Mythos, un accélérateur
Au fond, Mythos ne crée peut-être pas une nouvelle menace. Il agit plutôt comme un accélérateur brutal d’une transformation déjà engagée. La cybersécurité entre dans une nouvelle phase où la découverte des vulnérabilités devient quasi instantanée, le temps d’exploitation continue de diminuer, et la capacité organisationnelle à réagir devient la véritable ligne de défense.
Les DSI et RSSI ne vivent donc pas une crise technique : c’est une crise d’anticipation. Mais une crise tout de même. « Il n’y a aujourd’hui pas tant de rupture que ça, si ce n’est l’augmentation des capacités qui passent un seuil qu’un grand nombre d’acteurs n’avaient pas prédit » rappelle Tom David. « On entraine depuis des années des modèles d’IA, avec toujours plus de données… on aboutit logiquement à des modèles qui sont meilleurs que les experts humains. À l’horizon 2030, on doit s’attendre à avoir des modèles dépassant largement les capacités des experts humains, des modèles sur lesquels, faute d’anticipation, on risque de ne pas avoir la maîtrise ».

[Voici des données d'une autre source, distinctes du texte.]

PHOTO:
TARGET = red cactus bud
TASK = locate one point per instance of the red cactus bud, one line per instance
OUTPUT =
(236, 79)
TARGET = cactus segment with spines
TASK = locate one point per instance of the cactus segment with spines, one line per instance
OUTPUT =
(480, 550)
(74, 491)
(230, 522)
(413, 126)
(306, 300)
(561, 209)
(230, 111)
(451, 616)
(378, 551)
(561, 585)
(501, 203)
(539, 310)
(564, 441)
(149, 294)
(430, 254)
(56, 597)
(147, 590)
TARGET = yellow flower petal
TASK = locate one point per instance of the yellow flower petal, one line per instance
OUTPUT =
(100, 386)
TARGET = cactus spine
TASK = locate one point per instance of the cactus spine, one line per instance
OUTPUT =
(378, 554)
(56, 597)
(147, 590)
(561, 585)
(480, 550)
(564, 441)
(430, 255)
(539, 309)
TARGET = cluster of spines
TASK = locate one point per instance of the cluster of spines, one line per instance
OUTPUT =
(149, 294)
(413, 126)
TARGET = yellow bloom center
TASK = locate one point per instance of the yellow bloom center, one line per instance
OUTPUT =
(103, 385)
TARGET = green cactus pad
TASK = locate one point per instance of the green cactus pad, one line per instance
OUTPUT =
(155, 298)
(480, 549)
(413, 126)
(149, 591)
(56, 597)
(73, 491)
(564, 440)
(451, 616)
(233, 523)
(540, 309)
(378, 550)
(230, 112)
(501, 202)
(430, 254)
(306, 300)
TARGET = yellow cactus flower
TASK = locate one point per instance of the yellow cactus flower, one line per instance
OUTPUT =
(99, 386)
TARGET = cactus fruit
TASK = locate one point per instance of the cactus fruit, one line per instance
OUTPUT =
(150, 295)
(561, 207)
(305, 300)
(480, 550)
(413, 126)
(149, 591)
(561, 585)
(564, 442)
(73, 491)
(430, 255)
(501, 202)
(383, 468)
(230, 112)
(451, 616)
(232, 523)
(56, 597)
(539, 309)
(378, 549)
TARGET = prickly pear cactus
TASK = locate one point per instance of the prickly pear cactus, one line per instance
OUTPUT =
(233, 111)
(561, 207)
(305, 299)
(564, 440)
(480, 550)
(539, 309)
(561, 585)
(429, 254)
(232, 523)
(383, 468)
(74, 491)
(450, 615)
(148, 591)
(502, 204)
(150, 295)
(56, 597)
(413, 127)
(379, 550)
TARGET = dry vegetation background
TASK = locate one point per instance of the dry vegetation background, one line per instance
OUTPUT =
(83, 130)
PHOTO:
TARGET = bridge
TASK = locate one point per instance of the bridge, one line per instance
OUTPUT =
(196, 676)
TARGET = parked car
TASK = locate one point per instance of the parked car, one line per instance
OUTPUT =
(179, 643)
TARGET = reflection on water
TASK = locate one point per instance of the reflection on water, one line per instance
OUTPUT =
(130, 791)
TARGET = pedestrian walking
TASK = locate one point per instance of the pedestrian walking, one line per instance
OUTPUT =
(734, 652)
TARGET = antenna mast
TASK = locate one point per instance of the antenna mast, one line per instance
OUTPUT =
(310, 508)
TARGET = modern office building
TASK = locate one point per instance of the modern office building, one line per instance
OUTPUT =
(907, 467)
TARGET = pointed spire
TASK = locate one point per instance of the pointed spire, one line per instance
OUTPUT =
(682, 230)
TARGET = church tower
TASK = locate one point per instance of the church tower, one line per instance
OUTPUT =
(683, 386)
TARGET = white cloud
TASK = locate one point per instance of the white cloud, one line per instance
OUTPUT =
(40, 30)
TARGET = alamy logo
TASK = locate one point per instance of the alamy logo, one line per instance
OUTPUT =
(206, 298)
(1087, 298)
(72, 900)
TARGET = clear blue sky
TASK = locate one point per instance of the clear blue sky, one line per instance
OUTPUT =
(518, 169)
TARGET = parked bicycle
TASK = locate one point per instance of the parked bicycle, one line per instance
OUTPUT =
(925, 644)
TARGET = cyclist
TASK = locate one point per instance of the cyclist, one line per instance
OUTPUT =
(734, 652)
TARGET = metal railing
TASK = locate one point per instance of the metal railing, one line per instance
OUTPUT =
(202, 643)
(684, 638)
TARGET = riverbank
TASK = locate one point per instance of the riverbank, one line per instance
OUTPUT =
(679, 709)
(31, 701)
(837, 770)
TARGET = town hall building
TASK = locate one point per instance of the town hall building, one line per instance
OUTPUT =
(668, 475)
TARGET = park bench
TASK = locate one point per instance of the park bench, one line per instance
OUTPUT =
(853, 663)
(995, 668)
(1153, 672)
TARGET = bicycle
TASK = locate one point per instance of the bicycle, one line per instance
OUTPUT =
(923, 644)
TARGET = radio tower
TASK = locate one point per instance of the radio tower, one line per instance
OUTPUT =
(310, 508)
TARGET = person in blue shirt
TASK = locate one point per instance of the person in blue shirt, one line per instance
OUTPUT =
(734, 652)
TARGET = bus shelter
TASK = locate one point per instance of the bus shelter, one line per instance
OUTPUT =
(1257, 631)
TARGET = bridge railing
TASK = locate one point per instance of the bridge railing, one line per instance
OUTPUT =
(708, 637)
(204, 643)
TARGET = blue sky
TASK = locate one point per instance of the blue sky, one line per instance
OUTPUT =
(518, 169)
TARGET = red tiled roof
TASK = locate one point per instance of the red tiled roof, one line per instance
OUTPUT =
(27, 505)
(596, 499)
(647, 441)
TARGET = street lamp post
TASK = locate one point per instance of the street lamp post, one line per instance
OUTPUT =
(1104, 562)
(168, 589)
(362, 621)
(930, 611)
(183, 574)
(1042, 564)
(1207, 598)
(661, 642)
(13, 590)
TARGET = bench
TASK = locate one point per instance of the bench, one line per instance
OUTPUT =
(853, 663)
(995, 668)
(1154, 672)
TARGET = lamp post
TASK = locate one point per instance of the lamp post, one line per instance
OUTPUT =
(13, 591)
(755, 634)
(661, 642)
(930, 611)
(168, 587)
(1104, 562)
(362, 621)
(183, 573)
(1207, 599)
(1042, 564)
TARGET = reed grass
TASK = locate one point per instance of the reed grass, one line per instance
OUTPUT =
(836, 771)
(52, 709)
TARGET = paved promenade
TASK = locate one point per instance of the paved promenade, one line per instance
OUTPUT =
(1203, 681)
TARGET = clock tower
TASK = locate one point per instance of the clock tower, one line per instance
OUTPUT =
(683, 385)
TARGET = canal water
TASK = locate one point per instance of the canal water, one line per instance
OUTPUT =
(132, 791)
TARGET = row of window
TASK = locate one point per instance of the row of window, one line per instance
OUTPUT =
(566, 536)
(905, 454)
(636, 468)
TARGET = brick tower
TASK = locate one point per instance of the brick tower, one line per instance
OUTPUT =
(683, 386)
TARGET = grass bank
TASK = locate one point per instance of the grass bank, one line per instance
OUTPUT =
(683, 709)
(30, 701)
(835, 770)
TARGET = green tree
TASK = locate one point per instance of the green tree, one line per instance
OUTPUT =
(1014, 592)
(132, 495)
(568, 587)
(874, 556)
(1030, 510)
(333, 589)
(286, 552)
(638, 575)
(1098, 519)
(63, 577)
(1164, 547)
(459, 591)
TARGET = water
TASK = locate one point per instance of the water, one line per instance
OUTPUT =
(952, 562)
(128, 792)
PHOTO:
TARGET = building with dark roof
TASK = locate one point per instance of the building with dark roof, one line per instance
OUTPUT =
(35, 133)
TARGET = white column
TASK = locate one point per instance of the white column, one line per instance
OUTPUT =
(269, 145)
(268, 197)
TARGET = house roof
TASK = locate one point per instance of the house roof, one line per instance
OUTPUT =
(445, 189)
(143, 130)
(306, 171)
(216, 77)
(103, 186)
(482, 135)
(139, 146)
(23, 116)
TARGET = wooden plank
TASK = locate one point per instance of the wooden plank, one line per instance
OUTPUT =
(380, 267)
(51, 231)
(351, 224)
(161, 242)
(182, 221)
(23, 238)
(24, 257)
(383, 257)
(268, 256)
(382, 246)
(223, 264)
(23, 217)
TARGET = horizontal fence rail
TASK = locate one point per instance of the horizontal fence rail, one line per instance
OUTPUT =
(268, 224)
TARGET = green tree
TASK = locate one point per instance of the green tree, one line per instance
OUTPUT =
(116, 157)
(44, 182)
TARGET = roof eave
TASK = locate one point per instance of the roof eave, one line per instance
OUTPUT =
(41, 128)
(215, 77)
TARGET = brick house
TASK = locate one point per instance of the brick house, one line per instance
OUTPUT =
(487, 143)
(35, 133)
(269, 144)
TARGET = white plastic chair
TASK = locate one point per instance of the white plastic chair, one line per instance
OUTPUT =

Le vulnerability management n’est pas mort
L’arrivée de modèles capables d’auditer du code soulève une autre inquiétude : certains pans historiques de la cybersécurité deviennent-ils obsolètes ? « Les outils classiques de revue statique sont clairement secoués », reconnaît Gérôme Billois. « Mais le vulnerability management ne se résume pas à analyser du code. »
Si les modèles actuels excellent en analyse « boîte blanche », ils demeurent moins performants sur les vulnérabilités multi-systèmes, les interactions complexes d’un SI complet et les scénarios réalistes de type red team.
Alors oui, les pentests automatisés existent déjà. Mais ils restent encore trop bruyants pour remplacer les approches humaines. Le futur proche devrait plutôt voir émerger une cybersécurité hybride, combinant IA défensive et expertise humaine pour prioriser réellement les risques.